Most teams stitch together per-agent logs, slow parsers, or online dashboards to answer simple questions like “which sessions spent the most tokens” or “how much did a model cost last week.” agentsview flips that workflow: it indexes agent session roots into a local SQLite archive and exposes fast, queryable analytics and a web UI so cost, token, and activity metrics are available immediately on your machine. Because ingestion is local-first and the server binds to loopback by default, it keeps session content off the network while still providing exports and optional shared backends.
What Sets It Apart
- Local-first, single-binary UX: run a CLI or a Tauri desktop app; no account or outbound indexing required. This makes it practical for developers who prefer offline tooling or who handle sensitive code/prompts.
- Token-aware cost accounting: integrates LiteLLM pricing (with offline fallback), is prompt-cache aware, and reports per-session output tokens, peak context, and USD estimates where pricing is known — faster than re-parsing raw session files on every run because everything is indexed in SQLite.
- Multi-agent discovery & cross-agent dashboards: auto-discovers sessions for Claude Code, Codex, Copilot CLI, Forge, OpenCode, Gemini CLI, Cursor, and many others, plus a per-model breakdown and activity heatmaps. Supports live updates via SSE and exports (HTML/Gist).
- Production-friendly sync options: push local data to PostgreSQL for team dashboards or mirror into DuckDB and expose via Quack; includes Docker/compose examples and a background pg push daemon for continuous sync.

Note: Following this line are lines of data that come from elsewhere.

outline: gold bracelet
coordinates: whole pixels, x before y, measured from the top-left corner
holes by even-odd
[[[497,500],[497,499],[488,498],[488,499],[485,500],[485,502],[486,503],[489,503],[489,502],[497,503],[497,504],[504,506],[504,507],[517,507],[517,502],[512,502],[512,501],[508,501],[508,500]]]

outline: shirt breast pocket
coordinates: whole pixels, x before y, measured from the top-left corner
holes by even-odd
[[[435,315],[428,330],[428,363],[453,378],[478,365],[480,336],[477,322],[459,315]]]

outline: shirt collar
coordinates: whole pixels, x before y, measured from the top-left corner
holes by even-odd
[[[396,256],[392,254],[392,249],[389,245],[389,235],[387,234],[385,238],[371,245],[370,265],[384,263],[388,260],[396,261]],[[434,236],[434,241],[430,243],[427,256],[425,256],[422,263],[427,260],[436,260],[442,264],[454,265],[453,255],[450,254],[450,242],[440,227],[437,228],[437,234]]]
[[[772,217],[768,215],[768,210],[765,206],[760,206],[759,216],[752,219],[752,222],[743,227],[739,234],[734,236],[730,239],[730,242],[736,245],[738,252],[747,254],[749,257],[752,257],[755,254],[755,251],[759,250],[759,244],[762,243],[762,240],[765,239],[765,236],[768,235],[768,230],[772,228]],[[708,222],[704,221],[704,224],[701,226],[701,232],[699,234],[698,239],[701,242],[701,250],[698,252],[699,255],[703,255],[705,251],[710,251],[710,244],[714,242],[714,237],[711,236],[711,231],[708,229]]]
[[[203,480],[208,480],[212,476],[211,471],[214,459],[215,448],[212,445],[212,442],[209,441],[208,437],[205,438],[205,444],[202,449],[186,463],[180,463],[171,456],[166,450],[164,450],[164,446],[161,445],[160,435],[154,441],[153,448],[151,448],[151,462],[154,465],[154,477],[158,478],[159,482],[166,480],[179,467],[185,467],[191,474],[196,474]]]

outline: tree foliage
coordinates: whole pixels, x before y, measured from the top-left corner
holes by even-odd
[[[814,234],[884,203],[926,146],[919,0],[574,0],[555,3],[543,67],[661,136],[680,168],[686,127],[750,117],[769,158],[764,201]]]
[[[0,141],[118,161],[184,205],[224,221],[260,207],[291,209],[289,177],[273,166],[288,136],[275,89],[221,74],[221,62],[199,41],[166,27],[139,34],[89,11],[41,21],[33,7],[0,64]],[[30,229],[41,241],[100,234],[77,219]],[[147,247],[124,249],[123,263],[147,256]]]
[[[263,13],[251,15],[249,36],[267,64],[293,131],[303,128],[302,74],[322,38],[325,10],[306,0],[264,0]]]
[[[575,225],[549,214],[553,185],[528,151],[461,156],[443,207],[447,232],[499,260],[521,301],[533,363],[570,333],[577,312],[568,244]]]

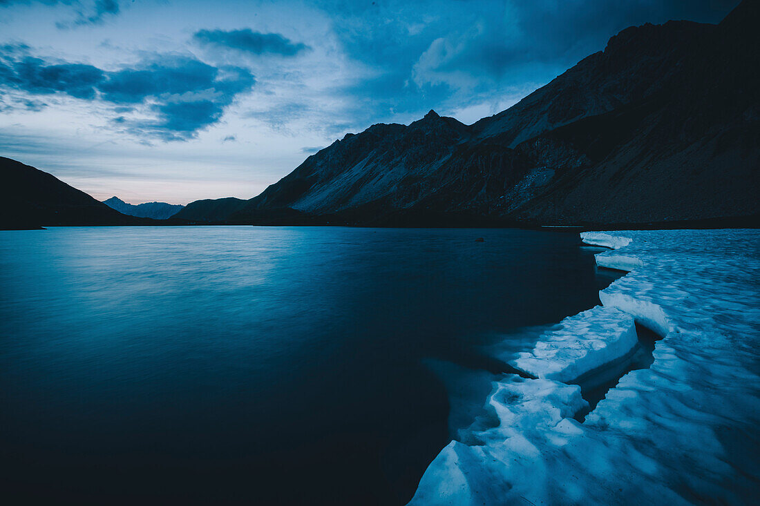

Who It's For and Tradeoffs
Great fit if you run multiple local coding agents and need fast, private analytics: developers tracking spend across experiments, SREs diagnosing agent-driven automation, or teams building shared dashboards from local session archives. It’s also useful as a 100x-faster replacement for token-usage scripts like ccusage. Look elsewhere if your sessions live only in hosted/closed cloud accounts (no local session files), if you need SaaS multi-tenant sharing out of the box, or if you prefer a managed analytics product. Additional tradeoffs: discovery requires agent session directories (or mounting them into containers), the tool expects a modern Go build chain for local development, and some advanced features (Postgres sync, DuckDB mirror, Quack) add operational complexity.
Optional notes: telemetry is minimal and opt-outable (env var), the server defaults to loopback with Host-header validation to mitigate DNS-rebinding, and the project provides a desktop build and Docker images for quick local deployment. As of initial repository creation it has community traction and active features around token accounting, but adoption depends on whether your workflows generate discoverable local session files.